Sedfrey Ordoñez was raised in rural Nueva Ecija by parents of modest means. He studied in public schools, doing farm work and small jobs to help in the family’s finances. His friends were children of farmers and his early teachers his parents and neighbor farmers. His father owned a homestead, and the young Sedfrey’s days were filled with hunting, fishing, swimming, with school a long way down in the list of his youthful priorities.
He studied liberal arts at the University of the Philippines in Manila, then law at the Far Eastern University and Manuel L. Quezon Law School. He worked between classes, including helping out in his cousin’s slipper-making shop. He did not complete his law degree, but he was allowed to take the bar and was one of the top ten in his batch of examinees.
He first practised law with famed lawyers Jovito Salonga and Pedro Yap. Then in 1970, he was elected delegate of his home province to the 1971 Constitutional Convention. Sedfrey was among the minority who opposed the manipulation by Ferdinand Marcos of the 1973 Constitution in an attempt to perpetuate himself in power. Sedfrey also opposed the sham ratification of the constitution through citizens’ assemblies. Later he defended a fellow member of the Constitutional Convention, Eduardo Quintero, who was harassed by the Marcos government after he (Quintero) revealed that the Marcoses were paying off a significant number of members of the convention. When Marcos imposed martial law in the country and proceeded to arrest his political opponents as well as critics and activists, Sedfrey handled more civil rights cases, including the high-profile case of Senator Benigno Aquino Jr. He also joined such organizations as the Civil Liberties Union (CLU) and the Integrated Bar of the Philippines (IBP). Sedfrey became an active member of the IBP’s Human Rights and Due Process, and Legal Aid.
He had a short stint in politics when he became an active campaigner for Corazon Aquino during the 1986 snap presidential elections.
In the years immediately after the downfall of the Marcos dictatorship, Sedfrey served the Aquino government as solicitor general, secretary of justice, and permanent representative and ambassador to the United Nations. As solicitor general, the bulk of his time was spent in trying to recover the Marcoses’ illegally-gotten wealth.
As a human rights advocate who was at the same time a senior official in the Aquino administration, Sedfrey was very much saddened by the fact that in his time, such atrocities as the Mendiola and Lupao massacres had happened.
Later he served as Chairman of the Commission on Human Rights under the Ramos administration.
Sedfrey was also a prolific writer. He wrote poetry, plays, essays, and his autobiography, titled 50 Years in Law and Letters. He could wax romantic but he also wrote about his everyday business of working in government. In his book Nuclear Poems (1995) he wrote:
“Subic and Clark / have witnessed war / both as battleground / and as launching pad / for their death missions!”

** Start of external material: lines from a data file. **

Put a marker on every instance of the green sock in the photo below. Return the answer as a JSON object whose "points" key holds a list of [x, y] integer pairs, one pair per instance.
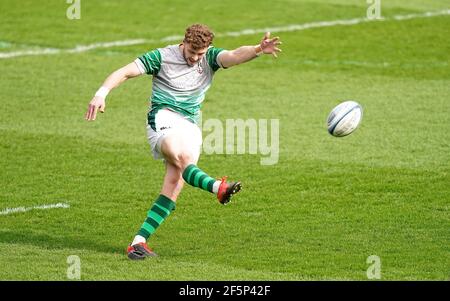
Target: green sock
{"points": [[156, 215], [197, 178]]}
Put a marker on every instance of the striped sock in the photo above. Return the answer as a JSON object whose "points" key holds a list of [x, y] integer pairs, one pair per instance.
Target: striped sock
{"points": [[156, 215], [197, 178]]}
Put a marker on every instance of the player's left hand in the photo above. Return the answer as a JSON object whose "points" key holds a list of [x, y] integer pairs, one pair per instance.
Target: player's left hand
{"points": [[269, 46]]}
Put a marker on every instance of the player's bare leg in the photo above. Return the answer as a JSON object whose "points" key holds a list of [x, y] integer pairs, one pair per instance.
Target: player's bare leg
{"points": [[177, 150]]}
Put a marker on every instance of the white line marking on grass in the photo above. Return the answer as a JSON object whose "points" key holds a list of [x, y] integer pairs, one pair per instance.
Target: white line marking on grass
{"points": [[41, 207], [287, 28]]}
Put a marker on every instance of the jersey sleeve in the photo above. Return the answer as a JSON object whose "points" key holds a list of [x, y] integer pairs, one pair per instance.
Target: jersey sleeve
{"points": [[211, 56], [149, 62]]}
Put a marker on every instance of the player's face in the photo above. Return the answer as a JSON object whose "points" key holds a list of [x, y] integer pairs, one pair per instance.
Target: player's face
{"points": [[191, 55]]}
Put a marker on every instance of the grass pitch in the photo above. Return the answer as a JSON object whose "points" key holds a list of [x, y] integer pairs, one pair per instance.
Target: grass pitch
{"points": [[319, 213]]}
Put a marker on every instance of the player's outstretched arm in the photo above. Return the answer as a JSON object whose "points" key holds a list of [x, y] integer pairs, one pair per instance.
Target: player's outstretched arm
{"points": [[114, 80], [246, 53]]}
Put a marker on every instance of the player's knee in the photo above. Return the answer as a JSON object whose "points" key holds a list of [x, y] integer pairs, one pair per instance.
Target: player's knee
{"points": [[183, 159]]}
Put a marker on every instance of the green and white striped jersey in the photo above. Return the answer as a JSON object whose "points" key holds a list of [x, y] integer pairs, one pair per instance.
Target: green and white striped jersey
{"points": [[176, 85]]}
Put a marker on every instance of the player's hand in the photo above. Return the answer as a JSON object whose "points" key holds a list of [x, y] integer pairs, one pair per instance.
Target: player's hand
{"points": [[269, 46], [97, 103]]}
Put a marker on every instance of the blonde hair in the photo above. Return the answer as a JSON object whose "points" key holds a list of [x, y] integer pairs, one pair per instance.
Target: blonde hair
{"points": [[199, 36]]}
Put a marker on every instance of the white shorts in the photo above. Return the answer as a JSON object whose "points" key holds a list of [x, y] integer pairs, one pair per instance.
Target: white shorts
{"points": [[168, 122]]}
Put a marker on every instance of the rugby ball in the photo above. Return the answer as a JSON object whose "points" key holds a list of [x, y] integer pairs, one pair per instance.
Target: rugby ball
{"points": [[344, 118]]}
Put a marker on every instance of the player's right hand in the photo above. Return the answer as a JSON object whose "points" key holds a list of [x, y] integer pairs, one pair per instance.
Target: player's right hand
{"points": [[97, 103]]}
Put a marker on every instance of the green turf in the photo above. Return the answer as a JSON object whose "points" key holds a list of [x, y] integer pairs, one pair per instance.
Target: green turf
{"points": [[319, 213]]}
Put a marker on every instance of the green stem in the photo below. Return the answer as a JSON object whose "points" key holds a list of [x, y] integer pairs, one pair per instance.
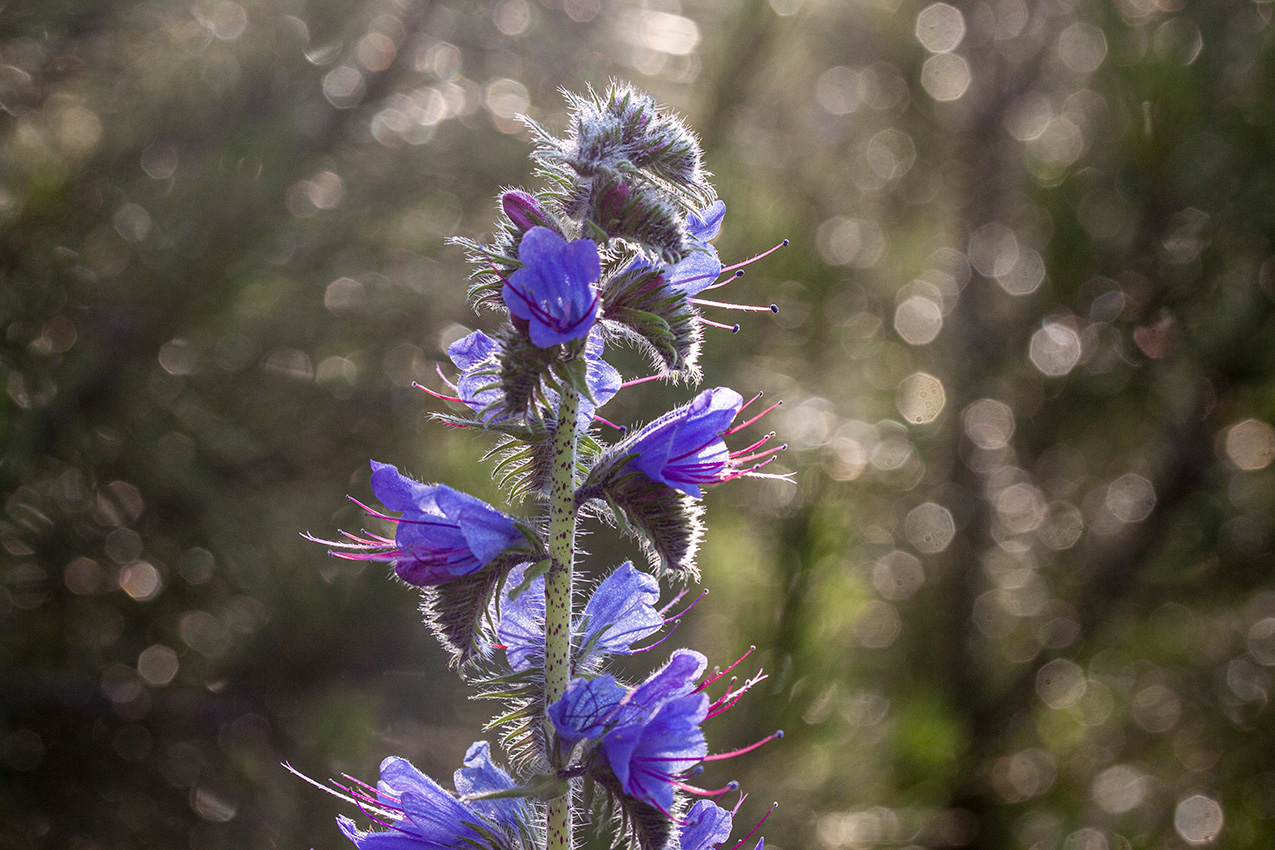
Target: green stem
{"points": [[557, 590]]}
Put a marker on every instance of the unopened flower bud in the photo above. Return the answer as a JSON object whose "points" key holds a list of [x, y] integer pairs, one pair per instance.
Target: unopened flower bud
{"points": [[523, 209]]}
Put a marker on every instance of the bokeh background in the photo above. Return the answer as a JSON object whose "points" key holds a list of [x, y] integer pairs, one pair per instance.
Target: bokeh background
{"points": [[1021, 594]]}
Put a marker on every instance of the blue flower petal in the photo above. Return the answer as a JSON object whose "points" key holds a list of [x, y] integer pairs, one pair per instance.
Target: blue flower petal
{"points": [[705, 826], [481, 776], [622, 611]]}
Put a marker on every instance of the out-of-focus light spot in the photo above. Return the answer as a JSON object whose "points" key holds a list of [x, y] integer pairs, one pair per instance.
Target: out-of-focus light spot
{"points": [[893, 453], [1024, 775], [930, 528], [921, 398], [196, 565], [1177, 40], [851, 241], [881, 87], [338, 375], [343, 87], [179, 357], [1251, 444], [1062, 526], [1025, 275], [83, 576], [988, 423], [375, 51], [838, 89], [506, 100], [343, 296], [223, 18], [325, 190], [1199, 820], [1057, 147], [582, 10], [1261, 641], [993, 250], [890, 153], [1104, 214], [131, 222], [1187, 235], [1029, 116], [877, 625], [1155, 709], [157, 665], [1055, 349], [1131, 498], [1154, 338], [898, 575], [213, 807], [940, 28], [140, 580], [1120, 789], [1083, 47], [1247, 681], [204, 633], [663, 32], [918, 320], [160, 161], [511, 17], [1020, 509], [786, 8], [290, 362], [56, 337], [77, 129], [1061, 683], [945, 77], [1011, 17]]}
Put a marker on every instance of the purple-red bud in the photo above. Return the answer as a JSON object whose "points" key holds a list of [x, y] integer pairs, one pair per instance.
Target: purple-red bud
{"points": [[523, 209]]}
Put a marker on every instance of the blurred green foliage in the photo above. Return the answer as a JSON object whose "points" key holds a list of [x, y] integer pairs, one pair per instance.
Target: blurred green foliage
{"points": [[1021, 595]]}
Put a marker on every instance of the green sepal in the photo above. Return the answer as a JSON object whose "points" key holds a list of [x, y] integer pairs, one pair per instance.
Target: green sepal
{"points": [[542, 786]]}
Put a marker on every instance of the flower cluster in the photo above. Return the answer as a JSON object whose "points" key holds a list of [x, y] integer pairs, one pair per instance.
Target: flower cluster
{"points": [[616, 250]]}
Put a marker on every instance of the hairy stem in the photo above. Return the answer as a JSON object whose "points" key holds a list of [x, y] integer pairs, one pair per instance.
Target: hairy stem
{"points": [[557, 590]]}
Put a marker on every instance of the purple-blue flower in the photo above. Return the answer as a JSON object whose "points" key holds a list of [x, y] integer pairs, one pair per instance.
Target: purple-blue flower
{"points": [[705, 826], [620, 612], [477, 356], [553, 292], [420, 814], [650, 737], [684, 449], [443, 534]]}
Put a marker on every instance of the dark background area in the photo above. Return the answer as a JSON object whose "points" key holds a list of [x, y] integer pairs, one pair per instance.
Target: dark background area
{"points": [[1021, 594]]}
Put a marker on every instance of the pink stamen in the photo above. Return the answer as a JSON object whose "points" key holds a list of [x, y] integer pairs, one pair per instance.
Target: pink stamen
{"points": [[759, 455], [437, 395], [754, 830], [719, 673], [704, 792], [641, 380], [682, 613], [715, 757], [439, 370], [754, 259], [649, 648], [733, 329], [705, 302], [738, 453], [371, 511]]}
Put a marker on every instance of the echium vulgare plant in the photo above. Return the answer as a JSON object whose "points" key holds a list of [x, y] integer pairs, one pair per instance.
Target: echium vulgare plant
{"points": [[615, 249]]}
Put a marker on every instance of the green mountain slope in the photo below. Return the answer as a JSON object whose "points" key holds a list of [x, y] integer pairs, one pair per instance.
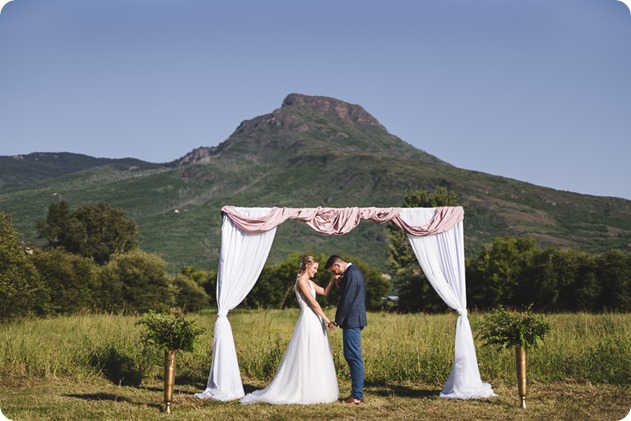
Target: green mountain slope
{"points": [[312, 151]]}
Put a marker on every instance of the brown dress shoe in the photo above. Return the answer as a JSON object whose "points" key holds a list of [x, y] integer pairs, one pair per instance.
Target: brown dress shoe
{"points": [[352, 401]]}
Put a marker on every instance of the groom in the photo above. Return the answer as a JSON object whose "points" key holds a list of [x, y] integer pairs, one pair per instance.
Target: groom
{"points": [[351, 317]]}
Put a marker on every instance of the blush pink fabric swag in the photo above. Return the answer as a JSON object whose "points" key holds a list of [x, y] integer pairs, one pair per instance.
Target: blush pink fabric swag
{"points": [[340, 221]]}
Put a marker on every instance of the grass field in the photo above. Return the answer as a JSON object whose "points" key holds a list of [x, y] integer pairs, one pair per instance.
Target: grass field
{"points": [[92, 367]]}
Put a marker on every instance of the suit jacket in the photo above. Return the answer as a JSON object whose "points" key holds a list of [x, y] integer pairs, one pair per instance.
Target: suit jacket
{"points": [[351, 310]]}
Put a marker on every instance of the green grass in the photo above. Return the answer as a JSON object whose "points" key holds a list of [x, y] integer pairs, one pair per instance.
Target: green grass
{"points": [[93, 367]]}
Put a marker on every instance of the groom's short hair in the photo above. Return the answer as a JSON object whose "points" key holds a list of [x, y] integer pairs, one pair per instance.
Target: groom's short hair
{"points": [[332, 260]]}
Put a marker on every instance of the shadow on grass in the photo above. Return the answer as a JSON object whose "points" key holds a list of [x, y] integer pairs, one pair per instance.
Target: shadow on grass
{"points": [[119, 368], [403, 391], [102, 396]]}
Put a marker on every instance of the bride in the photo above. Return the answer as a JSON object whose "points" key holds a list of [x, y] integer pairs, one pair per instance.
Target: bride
{"points": [[306, 374]]}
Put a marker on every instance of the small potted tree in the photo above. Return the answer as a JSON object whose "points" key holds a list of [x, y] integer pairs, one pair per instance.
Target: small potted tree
{"points": [[519, 330], [170, 332]]}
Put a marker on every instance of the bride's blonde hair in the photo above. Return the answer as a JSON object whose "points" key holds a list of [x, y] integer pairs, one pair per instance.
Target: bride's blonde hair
{"points": [[305, 262]]}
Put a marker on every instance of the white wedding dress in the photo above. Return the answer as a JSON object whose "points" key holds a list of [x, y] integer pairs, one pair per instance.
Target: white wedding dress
{"points": [[306, 374]]}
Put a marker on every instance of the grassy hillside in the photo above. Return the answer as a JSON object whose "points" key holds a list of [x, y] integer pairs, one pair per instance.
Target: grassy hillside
{"points": [[313, 151]]}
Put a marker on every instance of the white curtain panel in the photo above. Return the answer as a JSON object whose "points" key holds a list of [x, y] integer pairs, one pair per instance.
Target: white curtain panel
{"points": [[241, 259], [441, 257]]}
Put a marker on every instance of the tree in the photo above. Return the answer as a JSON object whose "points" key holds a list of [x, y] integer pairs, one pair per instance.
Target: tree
{"points": [[613, 269], [206, 279], [93, 231], [21, 289], [494, 277], [136, 281], [71, 279], [189, 295], [414, 291]]}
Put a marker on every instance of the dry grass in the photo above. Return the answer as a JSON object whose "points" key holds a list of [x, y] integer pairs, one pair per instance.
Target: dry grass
{"points": [[101, 400]]}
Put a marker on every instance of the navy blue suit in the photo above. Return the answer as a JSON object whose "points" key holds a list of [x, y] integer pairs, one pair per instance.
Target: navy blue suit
{"points": [[351, 317], [351, 310]]}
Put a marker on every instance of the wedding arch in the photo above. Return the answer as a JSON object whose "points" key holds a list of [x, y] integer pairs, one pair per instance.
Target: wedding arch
{"points": [[436, 236]]}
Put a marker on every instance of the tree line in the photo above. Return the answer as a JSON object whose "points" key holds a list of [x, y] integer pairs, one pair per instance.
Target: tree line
{"points": [[91, 262], [514, 272]]}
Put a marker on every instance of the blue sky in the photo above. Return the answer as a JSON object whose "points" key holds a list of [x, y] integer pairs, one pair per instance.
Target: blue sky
{"points": [[535, 90]]}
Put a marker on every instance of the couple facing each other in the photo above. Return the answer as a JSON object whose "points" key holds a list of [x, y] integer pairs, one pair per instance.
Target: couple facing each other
{"points": [[307, 374]]}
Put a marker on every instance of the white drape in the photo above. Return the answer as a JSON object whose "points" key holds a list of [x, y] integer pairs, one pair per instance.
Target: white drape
{"points": [[241, 260], [441, 257], [440, 254]]}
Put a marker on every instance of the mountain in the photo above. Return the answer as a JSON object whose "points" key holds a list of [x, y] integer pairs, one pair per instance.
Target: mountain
{"points": [[312, 151]]}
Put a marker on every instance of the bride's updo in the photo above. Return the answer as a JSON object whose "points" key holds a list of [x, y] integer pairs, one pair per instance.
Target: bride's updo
{"points": [[305, 262]]}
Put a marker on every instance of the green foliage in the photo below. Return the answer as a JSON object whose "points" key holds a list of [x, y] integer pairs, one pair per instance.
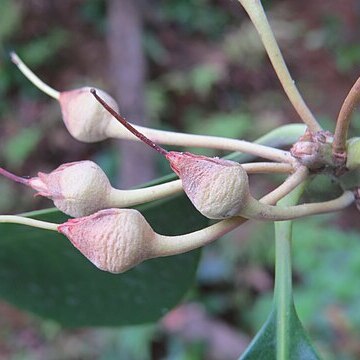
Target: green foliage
{"points": [[10, 18], [59, 283], [199, 80], [18, 147], [264, 345], [195, 16], [43, 49]]}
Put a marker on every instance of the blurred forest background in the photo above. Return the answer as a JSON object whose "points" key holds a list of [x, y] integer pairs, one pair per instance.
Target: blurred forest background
{"points": [[195, 66]]}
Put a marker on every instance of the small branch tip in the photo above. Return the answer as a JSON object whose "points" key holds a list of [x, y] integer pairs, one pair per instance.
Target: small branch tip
{"points": [[13, 177], [14, 57], [126, 124]]}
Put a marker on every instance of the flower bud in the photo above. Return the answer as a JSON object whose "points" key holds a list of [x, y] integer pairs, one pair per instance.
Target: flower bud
{"points": [[114, 240], [77, 189], [218, 188], [84, 118]]}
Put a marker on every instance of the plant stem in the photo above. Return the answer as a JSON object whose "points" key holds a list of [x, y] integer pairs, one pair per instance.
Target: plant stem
{"points": [[283, 278], [172, 245], [287, 186], [33, 78], [126, 198], [153, 137], [344, 118], [259, 19], [257, 210], [28, 221]]}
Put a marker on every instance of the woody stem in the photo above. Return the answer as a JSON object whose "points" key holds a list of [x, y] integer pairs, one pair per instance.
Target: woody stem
{"points": [[344, 118]]}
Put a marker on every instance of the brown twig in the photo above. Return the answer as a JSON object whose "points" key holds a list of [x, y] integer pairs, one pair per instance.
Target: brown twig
{"points": [[343, 120]]}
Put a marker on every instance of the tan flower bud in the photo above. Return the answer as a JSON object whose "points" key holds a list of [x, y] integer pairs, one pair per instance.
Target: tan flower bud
{"points": [[77, 189], [218, 188], [114, 240], [84, 118]]}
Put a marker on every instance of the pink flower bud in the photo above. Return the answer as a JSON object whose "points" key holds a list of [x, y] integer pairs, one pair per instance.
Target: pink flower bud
{"points": [[114, 240], [84, 118], [218, 188], [77, 189]]}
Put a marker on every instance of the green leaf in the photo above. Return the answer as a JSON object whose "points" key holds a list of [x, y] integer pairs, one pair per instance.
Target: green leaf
{"points": [[264, 345], [41, 271], [18, 147], [282, 337]]}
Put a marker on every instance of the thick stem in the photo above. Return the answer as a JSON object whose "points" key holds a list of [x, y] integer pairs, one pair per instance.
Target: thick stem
{"points": [[33, 78], [202, 141], [28, 221], [257, 210], [172, 245], [126, 198], [344, 118], [259, 19], [167, 137], [283, 278]]}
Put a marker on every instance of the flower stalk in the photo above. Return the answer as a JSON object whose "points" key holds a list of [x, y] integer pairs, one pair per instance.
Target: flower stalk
{"points": [[258, 17], [343, 121]]}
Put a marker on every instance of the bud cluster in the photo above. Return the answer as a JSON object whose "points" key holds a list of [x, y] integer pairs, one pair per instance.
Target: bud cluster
{"points": [[116, 239]]}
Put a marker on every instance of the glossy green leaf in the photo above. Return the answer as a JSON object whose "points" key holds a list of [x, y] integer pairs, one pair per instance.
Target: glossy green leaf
{"points": [[41, 271], [264, 345], [282, 337]]}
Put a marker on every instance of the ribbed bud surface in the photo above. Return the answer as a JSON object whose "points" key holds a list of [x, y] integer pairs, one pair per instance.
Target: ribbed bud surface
{"points": [[85, 119], [114, 240], [218, 188]]}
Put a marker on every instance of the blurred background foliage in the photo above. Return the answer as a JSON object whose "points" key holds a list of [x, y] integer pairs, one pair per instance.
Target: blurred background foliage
{"points": [[207, 73]]}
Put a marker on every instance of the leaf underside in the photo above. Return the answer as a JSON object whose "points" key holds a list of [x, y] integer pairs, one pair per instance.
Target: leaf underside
{"points": [[263, 345], [40, 271]]}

The year before that, inside a hotel in Japan he had written a poem about the famed Mendiola bridge:
“Those who fell and those who rushed the bridge / did not perceive the flow of blood in france / but the bridge united them where they / shed tears and raised clenched fists – they knew Mendiola shall forever / be their country’s bridge of liberty!”
On a slow train to Berne in Switzerland, on a mission to recover part of the Marcos illegal wealth in 1986, Sedfrey had written:
“Purse keeper / of the world / from Mafia master / to drug dealer / and royal thief / and dictator / and mer-chantmen / alike, / it offers haven in numbered codes / the launderer of stains / of plunder …. / why can this tiny land / be filled with beauty / and yet hide / the pains / of many?”
Amb. Sedfrey A. Ordonez had lived a full and remark-able life. In private and in public, that life had been varied and interesting, challenging and successful, helpful and rewarding, inspired and inspiring. As a man he was known to be dignified and humble, thoughtful and gracious, creative and productive. He was the Chairman Emeritus of Bantay Katarungan, an NGO for the promotion of the delivery of judicial service (Sentinel of Justice) and an ac-tive Trustee of Bantayog ng mga Bayani and Kilosbayan (People’s Action).
Sedfrey A. Ordoliez joined his Creator on November 18, 2007 while in the company of loved ones and friends. He was 86 years old.
In a poem he wrote upon turning 70 in 1991, he ended with these lines:
“Merely simply contemplating the enormity of the tasks ahead urges me to start right now and fill my last ten years with music, with the wisdom, with the daring, with the vision of the Master.”